Que adiantaria falar com o substituto, se mesmo o titular teria dificuldade em nos atender satisfatoriamente? Em todo caso, acenou-se que sim.

Daí a alguns minutos, está-se frente a um Dr. Carvalho bem-humorado, cordial, dizendo-se desde logo rio-pardense.

- Não diga!

- Digo e com orgulho. Nasci e fui criado em São José do Rio Pardo, numa fazenda. Meu pai fez... Meu avô aconteceu... Um tio meu realizou... E afluíram passagens singelas da meninice, de um pomar de seis alqueires, dos vinte e cinco quilômetros a cavalo para vir à cidade, de uns primos completamente travessos.

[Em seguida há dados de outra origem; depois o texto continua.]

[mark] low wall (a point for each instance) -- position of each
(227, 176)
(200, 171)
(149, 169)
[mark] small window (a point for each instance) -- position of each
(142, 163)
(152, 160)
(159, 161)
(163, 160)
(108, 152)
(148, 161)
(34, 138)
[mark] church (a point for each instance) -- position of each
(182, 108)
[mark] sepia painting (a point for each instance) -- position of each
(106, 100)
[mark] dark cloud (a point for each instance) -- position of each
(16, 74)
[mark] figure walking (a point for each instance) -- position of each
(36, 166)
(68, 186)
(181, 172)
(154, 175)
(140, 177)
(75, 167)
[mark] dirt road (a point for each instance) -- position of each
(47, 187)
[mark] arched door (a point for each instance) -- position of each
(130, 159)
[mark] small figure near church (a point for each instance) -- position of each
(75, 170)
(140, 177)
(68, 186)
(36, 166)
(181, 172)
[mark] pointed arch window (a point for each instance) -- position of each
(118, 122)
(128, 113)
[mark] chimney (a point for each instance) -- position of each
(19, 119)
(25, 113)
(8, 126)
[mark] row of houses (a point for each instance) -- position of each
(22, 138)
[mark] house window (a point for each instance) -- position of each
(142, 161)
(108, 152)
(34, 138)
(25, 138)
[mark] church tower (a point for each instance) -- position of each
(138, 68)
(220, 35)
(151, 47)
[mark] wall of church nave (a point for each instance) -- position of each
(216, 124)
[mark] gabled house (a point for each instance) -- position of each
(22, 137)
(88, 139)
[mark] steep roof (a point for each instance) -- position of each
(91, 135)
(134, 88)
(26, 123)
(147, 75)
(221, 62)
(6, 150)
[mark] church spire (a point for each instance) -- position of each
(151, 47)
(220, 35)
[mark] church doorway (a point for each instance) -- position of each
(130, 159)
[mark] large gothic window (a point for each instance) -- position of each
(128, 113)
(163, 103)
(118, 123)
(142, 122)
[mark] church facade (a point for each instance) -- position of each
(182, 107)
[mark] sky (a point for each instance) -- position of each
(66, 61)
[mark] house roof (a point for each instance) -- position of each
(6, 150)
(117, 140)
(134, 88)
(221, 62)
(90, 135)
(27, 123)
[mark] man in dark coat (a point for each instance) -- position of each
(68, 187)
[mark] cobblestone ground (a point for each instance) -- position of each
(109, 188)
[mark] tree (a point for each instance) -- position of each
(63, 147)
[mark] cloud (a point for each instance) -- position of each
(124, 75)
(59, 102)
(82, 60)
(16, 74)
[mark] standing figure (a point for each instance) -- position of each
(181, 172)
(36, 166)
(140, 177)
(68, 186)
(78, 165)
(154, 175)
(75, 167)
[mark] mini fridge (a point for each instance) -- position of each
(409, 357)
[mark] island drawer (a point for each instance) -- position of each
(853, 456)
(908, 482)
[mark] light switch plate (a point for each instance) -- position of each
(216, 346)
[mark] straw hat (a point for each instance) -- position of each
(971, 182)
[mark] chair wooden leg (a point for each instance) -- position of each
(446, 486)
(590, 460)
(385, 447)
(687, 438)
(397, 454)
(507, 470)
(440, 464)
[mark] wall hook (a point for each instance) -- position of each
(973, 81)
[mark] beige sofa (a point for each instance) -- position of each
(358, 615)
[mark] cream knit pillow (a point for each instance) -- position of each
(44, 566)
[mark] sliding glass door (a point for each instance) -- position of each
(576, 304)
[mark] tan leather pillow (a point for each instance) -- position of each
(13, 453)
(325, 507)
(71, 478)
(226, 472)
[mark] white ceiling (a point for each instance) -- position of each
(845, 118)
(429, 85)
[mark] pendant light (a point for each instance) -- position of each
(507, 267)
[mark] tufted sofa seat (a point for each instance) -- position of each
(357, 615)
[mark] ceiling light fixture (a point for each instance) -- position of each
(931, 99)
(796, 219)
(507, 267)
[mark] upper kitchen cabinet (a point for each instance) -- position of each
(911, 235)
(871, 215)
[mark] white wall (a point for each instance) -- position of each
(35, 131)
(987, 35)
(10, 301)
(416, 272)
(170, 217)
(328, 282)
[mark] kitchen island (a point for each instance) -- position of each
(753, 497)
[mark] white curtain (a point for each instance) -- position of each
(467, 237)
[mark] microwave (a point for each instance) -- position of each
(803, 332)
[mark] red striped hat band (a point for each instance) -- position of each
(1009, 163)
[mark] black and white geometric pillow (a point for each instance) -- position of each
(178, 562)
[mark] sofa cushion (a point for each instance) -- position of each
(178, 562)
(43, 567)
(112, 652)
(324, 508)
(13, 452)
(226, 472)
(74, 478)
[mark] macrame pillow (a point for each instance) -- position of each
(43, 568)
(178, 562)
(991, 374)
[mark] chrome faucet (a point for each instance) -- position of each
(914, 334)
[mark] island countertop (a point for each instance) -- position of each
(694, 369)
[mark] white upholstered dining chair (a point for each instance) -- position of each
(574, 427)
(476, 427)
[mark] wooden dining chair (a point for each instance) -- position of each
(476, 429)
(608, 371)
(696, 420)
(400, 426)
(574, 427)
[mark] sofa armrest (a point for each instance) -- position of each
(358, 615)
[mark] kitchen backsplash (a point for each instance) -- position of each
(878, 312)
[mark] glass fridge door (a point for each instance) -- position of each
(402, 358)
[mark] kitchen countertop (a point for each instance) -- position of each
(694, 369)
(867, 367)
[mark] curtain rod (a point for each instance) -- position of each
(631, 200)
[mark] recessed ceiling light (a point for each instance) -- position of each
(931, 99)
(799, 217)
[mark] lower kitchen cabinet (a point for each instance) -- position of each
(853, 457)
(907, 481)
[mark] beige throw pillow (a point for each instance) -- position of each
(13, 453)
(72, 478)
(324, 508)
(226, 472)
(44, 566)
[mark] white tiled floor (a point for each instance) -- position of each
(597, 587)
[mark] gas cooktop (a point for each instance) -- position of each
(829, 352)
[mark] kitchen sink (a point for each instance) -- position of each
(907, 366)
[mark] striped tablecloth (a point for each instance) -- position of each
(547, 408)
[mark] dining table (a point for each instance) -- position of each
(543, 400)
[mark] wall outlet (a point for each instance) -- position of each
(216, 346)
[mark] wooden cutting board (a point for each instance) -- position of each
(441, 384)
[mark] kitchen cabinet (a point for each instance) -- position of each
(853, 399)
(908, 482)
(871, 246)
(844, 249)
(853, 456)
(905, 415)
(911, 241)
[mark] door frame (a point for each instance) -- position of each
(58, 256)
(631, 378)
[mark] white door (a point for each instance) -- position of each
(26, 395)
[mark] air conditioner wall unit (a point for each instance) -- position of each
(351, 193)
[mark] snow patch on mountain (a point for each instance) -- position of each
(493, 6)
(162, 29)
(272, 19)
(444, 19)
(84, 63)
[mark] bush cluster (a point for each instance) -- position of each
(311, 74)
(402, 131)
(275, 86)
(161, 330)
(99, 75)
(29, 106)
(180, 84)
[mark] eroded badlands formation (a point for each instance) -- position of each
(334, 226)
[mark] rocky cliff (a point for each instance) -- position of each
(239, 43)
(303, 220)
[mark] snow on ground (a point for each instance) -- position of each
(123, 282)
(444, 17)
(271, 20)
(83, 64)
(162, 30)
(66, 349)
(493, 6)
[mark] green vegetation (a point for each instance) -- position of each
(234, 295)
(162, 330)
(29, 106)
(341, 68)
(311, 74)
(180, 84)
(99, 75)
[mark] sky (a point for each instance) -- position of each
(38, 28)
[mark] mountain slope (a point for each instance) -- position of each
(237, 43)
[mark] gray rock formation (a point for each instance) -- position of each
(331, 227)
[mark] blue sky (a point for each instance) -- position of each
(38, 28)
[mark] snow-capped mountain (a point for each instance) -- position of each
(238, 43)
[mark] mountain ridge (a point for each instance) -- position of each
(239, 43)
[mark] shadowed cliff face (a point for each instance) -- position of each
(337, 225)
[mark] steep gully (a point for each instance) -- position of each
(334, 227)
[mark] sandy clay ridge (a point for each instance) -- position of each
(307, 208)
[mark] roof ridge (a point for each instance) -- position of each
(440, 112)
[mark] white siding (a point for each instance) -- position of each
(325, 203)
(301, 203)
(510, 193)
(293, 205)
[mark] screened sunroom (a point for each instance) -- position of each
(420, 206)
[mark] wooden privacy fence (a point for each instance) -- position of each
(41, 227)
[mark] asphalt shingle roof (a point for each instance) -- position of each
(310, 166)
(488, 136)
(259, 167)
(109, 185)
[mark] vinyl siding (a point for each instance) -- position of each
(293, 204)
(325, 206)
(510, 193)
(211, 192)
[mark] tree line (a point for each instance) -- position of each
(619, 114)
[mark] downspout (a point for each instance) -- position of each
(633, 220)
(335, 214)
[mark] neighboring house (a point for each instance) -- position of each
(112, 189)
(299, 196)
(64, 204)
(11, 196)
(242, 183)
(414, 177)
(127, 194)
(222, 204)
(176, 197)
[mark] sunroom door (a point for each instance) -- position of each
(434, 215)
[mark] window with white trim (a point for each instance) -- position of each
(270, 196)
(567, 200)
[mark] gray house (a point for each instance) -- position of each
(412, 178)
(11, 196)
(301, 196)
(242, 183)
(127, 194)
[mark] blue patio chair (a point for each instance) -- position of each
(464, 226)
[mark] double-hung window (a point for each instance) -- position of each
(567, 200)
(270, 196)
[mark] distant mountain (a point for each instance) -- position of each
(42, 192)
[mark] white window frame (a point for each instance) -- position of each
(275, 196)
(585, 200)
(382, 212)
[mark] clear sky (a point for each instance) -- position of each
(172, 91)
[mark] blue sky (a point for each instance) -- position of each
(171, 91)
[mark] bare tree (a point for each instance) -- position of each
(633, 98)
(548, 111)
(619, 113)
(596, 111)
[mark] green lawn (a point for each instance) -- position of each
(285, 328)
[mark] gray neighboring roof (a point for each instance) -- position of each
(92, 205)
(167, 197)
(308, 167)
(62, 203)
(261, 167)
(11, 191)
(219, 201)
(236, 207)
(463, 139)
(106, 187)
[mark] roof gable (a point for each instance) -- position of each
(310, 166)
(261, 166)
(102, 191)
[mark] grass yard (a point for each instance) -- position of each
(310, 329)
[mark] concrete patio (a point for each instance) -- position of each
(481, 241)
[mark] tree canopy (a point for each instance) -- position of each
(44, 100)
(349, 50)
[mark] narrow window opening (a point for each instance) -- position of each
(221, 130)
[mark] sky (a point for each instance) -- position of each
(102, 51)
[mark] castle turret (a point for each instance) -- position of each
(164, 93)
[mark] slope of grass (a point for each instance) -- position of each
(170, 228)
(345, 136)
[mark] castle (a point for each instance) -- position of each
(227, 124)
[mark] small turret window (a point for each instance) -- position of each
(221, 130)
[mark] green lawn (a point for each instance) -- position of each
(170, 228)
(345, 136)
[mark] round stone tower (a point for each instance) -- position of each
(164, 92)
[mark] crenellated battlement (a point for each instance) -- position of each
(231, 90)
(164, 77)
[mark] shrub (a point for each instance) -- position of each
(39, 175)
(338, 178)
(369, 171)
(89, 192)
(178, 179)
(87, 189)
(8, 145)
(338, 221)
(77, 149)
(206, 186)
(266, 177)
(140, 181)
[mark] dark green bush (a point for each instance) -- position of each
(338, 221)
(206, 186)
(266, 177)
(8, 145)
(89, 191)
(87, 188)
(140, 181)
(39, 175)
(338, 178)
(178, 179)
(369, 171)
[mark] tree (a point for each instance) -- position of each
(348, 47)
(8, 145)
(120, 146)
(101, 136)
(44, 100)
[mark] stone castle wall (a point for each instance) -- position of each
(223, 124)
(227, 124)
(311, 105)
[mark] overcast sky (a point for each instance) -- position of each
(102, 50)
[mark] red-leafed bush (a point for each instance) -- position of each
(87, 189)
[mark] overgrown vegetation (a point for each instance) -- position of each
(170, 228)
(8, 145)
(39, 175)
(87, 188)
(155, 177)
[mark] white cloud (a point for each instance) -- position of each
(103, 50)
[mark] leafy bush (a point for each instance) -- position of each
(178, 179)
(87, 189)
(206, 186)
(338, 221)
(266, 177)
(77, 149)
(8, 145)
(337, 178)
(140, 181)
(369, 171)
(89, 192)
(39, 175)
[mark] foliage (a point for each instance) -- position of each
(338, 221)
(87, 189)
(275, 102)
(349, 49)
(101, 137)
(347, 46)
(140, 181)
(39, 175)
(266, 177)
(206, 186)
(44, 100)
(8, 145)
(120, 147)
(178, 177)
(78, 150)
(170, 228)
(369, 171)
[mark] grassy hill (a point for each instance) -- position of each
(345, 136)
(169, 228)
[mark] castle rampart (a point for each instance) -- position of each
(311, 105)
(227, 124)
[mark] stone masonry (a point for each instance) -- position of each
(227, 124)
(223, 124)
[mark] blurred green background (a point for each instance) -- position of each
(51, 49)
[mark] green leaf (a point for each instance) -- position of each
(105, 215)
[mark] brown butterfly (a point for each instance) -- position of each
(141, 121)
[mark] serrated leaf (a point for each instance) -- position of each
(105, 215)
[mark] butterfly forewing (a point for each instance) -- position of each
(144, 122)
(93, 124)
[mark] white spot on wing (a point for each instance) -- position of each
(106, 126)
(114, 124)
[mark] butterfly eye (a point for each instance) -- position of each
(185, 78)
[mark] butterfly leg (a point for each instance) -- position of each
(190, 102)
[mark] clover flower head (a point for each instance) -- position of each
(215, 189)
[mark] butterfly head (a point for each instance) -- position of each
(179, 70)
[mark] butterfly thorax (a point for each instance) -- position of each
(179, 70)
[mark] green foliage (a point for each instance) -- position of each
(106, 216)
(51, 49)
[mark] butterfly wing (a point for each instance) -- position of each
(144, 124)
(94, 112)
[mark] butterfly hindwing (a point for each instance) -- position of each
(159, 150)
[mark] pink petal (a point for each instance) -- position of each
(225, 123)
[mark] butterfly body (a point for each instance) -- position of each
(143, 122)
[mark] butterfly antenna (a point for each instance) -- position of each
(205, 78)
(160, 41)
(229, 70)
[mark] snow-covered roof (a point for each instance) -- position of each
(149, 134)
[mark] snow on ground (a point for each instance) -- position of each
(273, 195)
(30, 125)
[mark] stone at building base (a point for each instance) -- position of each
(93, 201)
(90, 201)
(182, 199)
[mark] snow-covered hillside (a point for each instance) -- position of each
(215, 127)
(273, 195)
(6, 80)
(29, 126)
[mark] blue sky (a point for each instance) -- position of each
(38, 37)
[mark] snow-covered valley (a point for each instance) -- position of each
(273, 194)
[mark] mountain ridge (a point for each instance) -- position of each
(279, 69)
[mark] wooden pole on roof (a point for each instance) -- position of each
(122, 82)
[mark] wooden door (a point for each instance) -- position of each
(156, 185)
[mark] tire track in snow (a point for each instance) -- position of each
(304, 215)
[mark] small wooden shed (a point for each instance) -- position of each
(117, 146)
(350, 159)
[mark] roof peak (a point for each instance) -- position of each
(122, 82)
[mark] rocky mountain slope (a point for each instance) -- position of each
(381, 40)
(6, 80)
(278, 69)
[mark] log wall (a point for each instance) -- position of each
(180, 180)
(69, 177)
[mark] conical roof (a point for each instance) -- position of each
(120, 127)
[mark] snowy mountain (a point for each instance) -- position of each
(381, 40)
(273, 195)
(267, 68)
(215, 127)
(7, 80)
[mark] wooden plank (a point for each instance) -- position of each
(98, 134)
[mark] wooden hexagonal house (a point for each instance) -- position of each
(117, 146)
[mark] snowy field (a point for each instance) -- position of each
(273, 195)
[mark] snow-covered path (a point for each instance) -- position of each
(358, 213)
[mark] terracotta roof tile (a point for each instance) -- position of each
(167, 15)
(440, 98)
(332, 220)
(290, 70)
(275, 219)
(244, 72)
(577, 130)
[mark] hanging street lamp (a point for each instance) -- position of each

Nem precisamos dar corda ao Dr. Carvalho. De início não perguntou de ninguém ou de nada. Lá no fundo de seu coração foi renascendo o menino ocultado nas regiões mais amenas da memória. E ali mesmo, no formalismo e quietude da alta repartição, o menino falou pela voz do homem, galopou na estradinha da Vila Costina, tomou banho de cascata, fertilizou a aridez da hora presente com lembranças nítidas. Bem que uma vez ou outra ("Eu sou um homem ocupado, só penso em coisas sérias" - tal qual o personagem do Pequeno Príncipe) o burocrata tentou dominar o inesperado menino que vivia intocado, oculto mas alerta nas profundezas morais do Dr. Carvalho. Então ressurgia momentâneo e a contragosto o servidor público que fornece informações precisas e toma conhecimento dos mil problemas dos outros. E o menino repontava logo mais adiante e se evidenciava nos gestos calmos, no brilho do olhar introspectivo do Dr. Carvalho, que então perguntou por tantos amigos, que retomou tantas coisas interrompidas havia quarenta anos, que se interessava por tantos lugares  fixados nas suas retinas de menino, que se abisma todo na recomposta paisagem interior.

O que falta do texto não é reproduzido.